Ruble and Stocks Decline as Traders Shift Focus to Russia Following Foiled Uprising

Ruble and Stocks Decline as Traders Shift Focus to Russia Following Foiled Uprising

HONG KONG, China – The ruble and equity markets experienced a decline on Monday as traders closely monitored Russia following an aborted mutiny over the weekend. This mutiny, led by the Wagner mercenary force under the command of Yevgeny Prigozhin, raised concerns about stability in the nuclear-armed country and highlighted possible cracks in President Vladimir Putin’s grip on power. The rebellion also added to unease on trading floors due to worries about rising interest rates and stubborn inflation.

The ruble weakened to 87 to the dollar, its lowest level since March last year during Putin’s invasion of Ukraine. While equity markets appeared to remain calm, most major indices were in the red. Asian markets such as Hong Kong, Tokyo, Sydney, Shanghai, Taipei, Bangkok, Singapore, Mumbai, and Wellington experienced a decline, while Seoul, Manila, and Jakarta saw gains. European markets in London, Paris, and Frankfurt also fell upon opening.

Oil prices rose due to Russia’s major role as a producer, but concerns about demand resulting from rising interest rates limited the gains. Futures for European natural gas, on the other hand, experienced a significant jump.

The mutiny occurred after Prigozhin criticized the Russian military’s handling of the war in Ukraine for months. Prigozhin and his Wagner mercenaries returned to their base after Putin agreed to spare him from treason charges and allow him to live in exile in Belarus. However, US Secretary of State Antony Blinken stated that the events revealed vulnerabilities in Putin’s rule. While the agreement between the parties halted an immediate escalation of the crisis, market observers warned that any further instability in Russia could impact global markets.
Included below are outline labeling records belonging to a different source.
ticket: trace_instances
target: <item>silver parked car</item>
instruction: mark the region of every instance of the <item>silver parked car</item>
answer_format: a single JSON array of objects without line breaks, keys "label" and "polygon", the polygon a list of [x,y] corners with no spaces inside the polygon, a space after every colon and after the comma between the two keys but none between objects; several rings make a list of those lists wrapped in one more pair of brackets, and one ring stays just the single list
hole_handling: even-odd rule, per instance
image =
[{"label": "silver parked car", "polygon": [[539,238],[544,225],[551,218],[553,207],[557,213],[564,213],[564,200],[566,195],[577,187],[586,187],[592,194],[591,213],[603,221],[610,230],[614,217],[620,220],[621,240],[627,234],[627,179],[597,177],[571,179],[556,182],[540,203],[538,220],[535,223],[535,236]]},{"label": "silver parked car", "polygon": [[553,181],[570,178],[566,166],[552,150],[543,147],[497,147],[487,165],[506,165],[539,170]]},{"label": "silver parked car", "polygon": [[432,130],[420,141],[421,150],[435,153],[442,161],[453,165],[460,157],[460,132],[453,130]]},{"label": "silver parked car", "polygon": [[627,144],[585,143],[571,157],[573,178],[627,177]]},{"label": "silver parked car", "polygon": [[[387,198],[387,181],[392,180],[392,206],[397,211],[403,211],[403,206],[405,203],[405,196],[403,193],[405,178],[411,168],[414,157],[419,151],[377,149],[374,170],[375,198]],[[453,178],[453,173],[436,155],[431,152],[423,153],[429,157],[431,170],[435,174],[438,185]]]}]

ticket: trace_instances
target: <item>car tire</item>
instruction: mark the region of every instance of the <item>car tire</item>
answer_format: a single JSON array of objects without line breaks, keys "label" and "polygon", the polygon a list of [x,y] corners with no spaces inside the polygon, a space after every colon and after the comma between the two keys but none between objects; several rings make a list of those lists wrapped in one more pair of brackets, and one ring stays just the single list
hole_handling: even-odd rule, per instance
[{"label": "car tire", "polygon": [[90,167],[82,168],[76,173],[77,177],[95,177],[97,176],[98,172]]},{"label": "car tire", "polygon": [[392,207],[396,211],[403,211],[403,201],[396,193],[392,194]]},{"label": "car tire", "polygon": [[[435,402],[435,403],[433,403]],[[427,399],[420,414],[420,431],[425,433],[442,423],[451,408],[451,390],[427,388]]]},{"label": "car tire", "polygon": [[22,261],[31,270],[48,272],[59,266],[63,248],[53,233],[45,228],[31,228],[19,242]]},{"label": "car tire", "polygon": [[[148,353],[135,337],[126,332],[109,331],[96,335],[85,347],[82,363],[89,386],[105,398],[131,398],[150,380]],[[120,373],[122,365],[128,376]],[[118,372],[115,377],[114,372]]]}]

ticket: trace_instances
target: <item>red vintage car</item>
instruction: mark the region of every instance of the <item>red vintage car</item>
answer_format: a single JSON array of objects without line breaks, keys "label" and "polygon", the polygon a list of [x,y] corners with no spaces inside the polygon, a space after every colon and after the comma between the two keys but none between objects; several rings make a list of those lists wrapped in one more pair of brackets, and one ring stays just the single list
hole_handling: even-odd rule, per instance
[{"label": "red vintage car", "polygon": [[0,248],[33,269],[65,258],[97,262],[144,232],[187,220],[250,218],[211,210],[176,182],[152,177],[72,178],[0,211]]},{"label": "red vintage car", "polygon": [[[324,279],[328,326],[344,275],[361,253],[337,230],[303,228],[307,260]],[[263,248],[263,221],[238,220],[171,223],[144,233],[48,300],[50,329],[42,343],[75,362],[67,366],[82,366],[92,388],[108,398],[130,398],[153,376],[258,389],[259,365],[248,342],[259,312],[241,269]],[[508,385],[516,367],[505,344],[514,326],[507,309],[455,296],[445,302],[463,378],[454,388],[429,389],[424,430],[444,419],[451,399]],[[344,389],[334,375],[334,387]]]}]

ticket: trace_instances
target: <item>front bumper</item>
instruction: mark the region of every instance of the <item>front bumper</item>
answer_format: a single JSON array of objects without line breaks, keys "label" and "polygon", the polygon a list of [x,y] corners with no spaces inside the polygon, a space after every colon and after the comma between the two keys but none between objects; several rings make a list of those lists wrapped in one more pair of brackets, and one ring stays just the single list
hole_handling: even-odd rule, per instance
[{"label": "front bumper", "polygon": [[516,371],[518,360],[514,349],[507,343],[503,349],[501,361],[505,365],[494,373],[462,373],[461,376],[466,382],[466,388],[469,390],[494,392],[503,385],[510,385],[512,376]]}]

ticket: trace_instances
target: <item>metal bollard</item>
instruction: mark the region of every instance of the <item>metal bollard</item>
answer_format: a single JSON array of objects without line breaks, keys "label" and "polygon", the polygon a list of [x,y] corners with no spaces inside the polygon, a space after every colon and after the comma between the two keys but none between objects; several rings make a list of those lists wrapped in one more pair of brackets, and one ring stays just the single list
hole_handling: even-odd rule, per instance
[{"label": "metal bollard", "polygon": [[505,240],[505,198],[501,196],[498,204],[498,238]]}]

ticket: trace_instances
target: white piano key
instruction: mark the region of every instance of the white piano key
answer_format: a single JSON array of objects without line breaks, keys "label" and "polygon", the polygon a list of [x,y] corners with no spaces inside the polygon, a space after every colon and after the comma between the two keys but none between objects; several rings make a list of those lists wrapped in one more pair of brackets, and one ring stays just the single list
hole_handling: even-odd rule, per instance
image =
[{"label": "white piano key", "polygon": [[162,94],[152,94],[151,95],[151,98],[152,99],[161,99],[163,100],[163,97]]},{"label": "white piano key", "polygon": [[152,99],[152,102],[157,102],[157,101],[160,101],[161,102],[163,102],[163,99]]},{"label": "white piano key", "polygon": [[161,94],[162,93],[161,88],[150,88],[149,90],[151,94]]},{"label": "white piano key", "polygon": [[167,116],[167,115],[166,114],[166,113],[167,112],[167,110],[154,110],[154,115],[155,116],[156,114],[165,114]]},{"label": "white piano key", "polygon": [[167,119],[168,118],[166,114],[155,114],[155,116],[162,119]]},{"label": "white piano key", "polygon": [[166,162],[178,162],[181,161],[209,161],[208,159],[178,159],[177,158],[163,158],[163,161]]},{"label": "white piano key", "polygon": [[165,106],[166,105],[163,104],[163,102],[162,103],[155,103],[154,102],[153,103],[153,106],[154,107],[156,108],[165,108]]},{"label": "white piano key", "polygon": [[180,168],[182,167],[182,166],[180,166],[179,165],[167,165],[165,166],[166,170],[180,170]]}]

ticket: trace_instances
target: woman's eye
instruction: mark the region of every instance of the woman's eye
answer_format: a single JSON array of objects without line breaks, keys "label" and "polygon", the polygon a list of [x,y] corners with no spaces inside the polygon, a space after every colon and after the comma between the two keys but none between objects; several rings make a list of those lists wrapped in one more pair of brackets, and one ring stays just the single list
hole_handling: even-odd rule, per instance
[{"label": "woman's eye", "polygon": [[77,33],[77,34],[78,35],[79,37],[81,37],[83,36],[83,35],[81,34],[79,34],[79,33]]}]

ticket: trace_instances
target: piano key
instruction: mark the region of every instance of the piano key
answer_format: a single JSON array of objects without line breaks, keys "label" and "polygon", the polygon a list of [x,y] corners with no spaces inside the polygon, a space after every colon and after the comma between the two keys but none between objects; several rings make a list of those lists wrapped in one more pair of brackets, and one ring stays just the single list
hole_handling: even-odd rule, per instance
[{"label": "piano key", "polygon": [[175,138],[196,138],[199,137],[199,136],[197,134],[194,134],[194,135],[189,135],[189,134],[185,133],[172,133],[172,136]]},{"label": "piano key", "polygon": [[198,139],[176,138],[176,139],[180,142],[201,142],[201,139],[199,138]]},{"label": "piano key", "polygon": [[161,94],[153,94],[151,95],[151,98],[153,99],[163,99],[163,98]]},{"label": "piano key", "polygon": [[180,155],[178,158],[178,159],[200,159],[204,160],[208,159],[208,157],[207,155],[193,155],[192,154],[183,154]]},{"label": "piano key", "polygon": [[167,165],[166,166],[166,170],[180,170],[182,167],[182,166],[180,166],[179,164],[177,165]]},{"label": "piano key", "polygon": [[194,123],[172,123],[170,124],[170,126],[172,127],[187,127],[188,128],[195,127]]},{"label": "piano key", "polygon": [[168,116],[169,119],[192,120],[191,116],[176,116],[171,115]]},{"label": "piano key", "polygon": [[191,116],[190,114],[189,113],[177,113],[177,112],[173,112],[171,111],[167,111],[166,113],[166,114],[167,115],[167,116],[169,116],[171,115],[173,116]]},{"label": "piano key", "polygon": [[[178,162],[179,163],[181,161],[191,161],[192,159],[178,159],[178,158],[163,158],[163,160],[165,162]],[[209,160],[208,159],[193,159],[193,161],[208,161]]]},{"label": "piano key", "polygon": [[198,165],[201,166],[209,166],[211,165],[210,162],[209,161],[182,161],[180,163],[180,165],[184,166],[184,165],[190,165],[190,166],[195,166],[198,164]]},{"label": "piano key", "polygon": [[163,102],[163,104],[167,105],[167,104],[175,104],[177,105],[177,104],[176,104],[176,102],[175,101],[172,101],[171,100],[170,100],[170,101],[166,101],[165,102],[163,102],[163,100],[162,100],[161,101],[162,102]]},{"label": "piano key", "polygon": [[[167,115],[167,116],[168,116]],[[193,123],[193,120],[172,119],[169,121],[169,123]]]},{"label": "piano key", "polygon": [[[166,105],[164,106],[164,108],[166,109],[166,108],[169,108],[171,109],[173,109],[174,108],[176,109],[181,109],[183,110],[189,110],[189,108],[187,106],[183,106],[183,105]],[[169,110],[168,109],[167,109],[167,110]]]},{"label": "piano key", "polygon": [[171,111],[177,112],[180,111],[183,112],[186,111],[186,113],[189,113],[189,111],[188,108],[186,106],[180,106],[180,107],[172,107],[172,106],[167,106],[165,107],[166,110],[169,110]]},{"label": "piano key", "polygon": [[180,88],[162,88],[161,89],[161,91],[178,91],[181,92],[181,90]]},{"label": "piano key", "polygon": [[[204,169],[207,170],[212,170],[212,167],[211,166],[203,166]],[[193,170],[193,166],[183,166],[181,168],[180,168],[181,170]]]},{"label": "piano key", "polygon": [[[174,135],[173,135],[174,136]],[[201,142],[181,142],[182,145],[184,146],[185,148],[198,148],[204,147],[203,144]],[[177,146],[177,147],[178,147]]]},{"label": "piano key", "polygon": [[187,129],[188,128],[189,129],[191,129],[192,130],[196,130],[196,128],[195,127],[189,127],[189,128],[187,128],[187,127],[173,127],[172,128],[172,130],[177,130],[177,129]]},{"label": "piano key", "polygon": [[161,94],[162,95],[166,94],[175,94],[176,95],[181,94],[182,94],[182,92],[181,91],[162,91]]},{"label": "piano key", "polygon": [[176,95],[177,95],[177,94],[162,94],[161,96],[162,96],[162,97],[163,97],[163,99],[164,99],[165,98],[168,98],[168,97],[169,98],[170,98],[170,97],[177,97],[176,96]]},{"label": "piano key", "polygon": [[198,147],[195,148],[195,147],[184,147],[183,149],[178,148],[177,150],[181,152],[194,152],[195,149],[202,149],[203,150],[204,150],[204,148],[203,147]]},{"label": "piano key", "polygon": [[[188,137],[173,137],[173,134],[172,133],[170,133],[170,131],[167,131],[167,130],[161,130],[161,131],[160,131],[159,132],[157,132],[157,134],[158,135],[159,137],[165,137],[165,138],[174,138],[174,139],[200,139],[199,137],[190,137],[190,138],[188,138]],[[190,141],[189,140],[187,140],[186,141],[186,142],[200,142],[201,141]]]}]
Investors also paid attention to comments from Federal Reserve officials in anticipation of clarity regarding monetary policy plans. Last week, Fed Chair Jerome Powell’s remarks that rates would likely continue to rise dashed hopes that the bank had reached the end of its tightening cycle. This came amidst announcements of further rate hikes in other countries. Atlanta Fed chief Raphael Bostic expressed comfort in maintaining borrowing costs for the rest of the year, while San Francisco president Mary Daly projected two more quarter-point hikes. Both officials emphasized that decision-making would depend on data.

Investors are growing concerned that the global tightening cycle could negatively impact the global economy, with the eurozone already experiencing a technical recession at the beginning of the year. There is also a focus on China and its leaders’ plans to support the economy as it faces difficulties in recovering from the impact of zero-Covid restrictions. Investors were disappointed last week by the lack of specifics regarding growth stimulation, with a market rally sparked by interest rate cuts losing momentum.